Reden
Dr. Daniel Rühmkorf, Staatssekretäram 01.02.2010
Grußwort anlässlich des 10-jährigen Bestehens der Rehaklinik für Kinder und Jugendliche in Brandenburg/Hohenstücken
Sehr geehrte Vorstandsvorsitzende Frau Dr. Spielmann,
sehr geehrte Oberbürgermeisterin Frau Dr. Tiemann,
sehr geehrte Herren Engel, Fischer und Dr. Köhler,
Liebe Kinder, Meine sehr geehrten Damen und Herren,
Herzliche Grüße unseres Ministerpräsidenten und von Ministerin Tack.

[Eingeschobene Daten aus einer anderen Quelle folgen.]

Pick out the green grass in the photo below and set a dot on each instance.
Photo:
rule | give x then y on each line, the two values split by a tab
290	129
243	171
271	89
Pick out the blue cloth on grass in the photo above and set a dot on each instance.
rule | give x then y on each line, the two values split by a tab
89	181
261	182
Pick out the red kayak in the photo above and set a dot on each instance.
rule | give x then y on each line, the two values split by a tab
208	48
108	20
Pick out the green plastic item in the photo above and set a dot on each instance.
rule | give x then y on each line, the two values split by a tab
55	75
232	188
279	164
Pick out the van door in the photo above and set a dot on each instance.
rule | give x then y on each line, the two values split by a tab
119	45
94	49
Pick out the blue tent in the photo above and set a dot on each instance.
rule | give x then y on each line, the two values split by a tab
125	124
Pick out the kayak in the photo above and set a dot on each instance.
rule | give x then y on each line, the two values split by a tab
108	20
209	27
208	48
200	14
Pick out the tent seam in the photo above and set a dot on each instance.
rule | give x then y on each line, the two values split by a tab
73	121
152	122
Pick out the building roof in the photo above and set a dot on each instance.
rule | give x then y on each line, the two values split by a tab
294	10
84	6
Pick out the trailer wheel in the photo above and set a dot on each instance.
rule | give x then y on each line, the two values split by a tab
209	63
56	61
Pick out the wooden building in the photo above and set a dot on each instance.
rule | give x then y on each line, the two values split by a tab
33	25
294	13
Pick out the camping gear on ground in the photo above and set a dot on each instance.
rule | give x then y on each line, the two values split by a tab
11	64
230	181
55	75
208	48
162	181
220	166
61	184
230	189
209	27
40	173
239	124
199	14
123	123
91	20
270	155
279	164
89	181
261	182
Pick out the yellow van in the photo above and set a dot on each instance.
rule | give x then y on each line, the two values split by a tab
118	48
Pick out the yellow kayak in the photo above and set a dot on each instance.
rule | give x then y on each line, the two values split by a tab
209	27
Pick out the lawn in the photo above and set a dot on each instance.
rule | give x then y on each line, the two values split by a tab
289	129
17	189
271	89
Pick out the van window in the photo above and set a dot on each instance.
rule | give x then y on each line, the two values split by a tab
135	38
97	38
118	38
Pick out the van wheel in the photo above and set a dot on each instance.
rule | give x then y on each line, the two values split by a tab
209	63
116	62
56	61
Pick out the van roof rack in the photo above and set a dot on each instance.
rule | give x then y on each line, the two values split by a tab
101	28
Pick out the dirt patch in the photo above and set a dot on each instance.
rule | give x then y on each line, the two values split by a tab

Kinder sind das Wertvollste in unserer Gesellschaft. Ohne Kinder kann eine Gesellschaft nicht existieren; nur der Nachwuchs kann das Fortbestehen der Gesellschaft garantieren.
Wir alle, ob wir nun eigene Kinder haben oder im Kreis der Familie, der Freundschaften oder in der Nachbarschaft, wir müssen ihnen für ihre Entwicklung alles geben, was wir möglich machen können.
Und dazu gehört neben Liebe und Fürsorge auch eine bestmögliche gesundheitliche Versorgung. Nach Unfällen mit Nervenbeteiligung, Gehirnhautentzündungen oder angeborenen neurologischen Störungen kommt der Reha eine besondere Bedeutung zu. Diese Reha-Klinik - von der es in dieser Form - deutschlandweit keine 10 gibt, hilft dabei.
Sie schließt die Lücke zwischen akut medizinischer Versorgung und Langzeittherapie, um Behinderungen zu vermeiden beziehungsweise den Umgang mit der Behinderung zu lernen. Deshalb besonderer Dank den Steuerzahlern, denn die Bundesrepublik Deutschland und das Land Brandenburg haben mit öffentlichen Mitteln diese Reha-Klinik zu über 90 Prozent finanziert.
Dahinter stehen natürlich aber auch Akteure, Menschen die beim Bund und im Land sich seit 1992 für die Idee dieser Reha-Klinik und deren Umsetzung eingesetzt haben und die sich fast alle im Trägerverein Neurologischen Rehabilitationszentrum für Kinder und Jugendliche e. V. wiederfinden.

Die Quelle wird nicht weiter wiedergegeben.